Doctors are more likely to adopt a treatment when the treatment-effect is expressed using a larger, more impressive number, even though the information underlying calculations of absolute and relative risk is identical. Thus, trial sponsors (frequently pharmaceutical companies) typically emphasize the larger relative risk reduction. But whichever way treatment-effect is expressed, reporting a single number gives the misleading impression that the treatmenteffect is a property of the drug rather than of the interaction between the drug and the complex risk-benefit profile of a particular group of patients. Consider what happens when sicker patients are enrolled and the rate of the problematic outcome in the trial goes up. If the relative risk reduction stays the same, the absolute benefit must get proportionally larger. This reflects our intuition that sicker patients have potentially more to gain from therapy.

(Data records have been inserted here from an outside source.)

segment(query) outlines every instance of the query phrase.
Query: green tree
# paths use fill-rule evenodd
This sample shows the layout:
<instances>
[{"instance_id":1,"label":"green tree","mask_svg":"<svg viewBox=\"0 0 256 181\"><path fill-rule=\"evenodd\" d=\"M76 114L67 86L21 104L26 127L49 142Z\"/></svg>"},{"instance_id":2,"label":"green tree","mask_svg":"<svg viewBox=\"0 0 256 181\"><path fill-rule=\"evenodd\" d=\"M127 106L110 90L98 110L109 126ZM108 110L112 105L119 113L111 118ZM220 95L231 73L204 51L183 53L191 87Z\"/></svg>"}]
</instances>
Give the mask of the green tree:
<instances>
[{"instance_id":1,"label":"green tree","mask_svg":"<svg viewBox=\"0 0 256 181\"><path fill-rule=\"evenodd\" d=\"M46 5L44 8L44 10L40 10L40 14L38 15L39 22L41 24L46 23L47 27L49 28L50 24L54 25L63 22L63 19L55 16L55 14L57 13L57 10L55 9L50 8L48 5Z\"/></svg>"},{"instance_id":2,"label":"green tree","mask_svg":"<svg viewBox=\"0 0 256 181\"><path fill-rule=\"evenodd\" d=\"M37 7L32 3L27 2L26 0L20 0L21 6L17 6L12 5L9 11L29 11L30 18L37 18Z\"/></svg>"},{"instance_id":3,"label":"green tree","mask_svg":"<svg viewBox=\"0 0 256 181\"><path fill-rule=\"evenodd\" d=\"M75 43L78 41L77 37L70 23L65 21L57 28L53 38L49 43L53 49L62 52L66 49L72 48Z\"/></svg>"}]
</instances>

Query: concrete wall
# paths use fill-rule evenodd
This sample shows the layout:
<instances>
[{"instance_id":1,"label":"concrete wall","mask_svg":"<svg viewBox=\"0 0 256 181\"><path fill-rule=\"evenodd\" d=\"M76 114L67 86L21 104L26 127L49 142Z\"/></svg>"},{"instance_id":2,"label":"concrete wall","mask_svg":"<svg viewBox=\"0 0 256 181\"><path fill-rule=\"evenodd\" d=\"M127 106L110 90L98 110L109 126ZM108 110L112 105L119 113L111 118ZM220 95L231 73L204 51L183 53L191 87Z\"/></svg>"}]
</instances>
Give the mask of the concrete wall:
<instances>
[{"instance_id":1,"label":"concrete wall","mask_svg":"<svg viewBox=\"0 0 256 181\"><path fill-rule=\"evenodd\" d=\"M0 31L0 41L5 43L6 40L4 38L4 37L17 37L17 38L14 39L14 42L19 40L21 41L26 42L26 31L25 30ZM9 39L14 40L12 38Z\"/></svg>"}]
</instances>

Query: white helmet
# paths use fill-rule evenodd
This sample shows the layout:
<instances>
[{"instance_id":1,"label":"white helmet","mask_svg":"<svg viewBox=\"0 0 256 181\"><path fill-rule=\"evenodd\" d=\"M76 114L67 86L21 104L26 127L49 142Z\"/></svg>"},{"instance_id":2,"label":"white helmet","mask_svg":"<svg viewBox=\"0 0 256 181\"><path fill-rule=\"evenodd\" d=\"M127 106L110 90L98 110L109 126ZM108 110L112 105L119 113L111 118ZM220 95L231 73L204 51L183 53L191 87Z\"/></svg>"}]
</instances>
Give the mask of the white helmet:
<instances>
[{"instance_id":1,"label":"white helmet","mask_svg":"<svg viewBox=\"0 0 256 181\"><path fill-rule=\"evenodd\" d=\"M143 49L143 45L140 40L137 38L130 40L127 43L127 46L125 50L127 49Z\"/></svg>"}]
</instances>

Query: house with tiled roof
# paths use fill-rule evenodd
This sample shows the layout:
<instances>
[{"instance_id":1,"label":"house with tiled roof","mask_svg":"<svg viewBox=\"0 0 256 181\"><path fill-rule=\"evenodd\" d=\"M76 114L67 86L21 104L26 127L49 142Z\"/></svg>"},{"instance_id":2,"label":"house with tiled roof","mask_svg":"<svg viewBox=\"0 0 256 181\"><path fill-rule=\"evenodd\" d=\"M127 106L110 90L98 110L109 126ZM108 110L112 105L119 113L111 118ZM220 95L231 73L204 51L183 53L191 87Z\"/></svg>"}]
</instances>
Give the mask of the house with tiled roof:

But when treatments have even a small risk of serious harm, the differences in treatmenteffect may not just be a matter of degree. Indeed, some patients may benefit substantially from a treatment even when the overall results from a trial are negative. Or a treatment with benefit on average may be extremely unlikely to help most patients, while being more likely to harm than help some others. But unless the trial investigators analyze their data looking for these subgroups, the physician cannot know whether they exist.

Hidden Risks

Harm to a few was the problem lurking in the statistics of the landmark GUSTO study, which compared two thrombolytic (clot-busting) drugs for heart-attack victims. In the 1970s several drugs were found that could dissolve a clot and restore blood flow to heart muscle before it was irretrievably damaged. One of these was streptokinase. But in 1978 a Belgian scientist discovered that the cells lining blood vessels made an enzyme, tissue-type plasminogen activator, or t-PA, that also dissolved clots. In the early 1990s the biotechnology company Genentech, which had succeeded in genetically engineering this enzyme, and the National Institutes of Health sponsored a huge clinical trial of streptokinase and t-PA.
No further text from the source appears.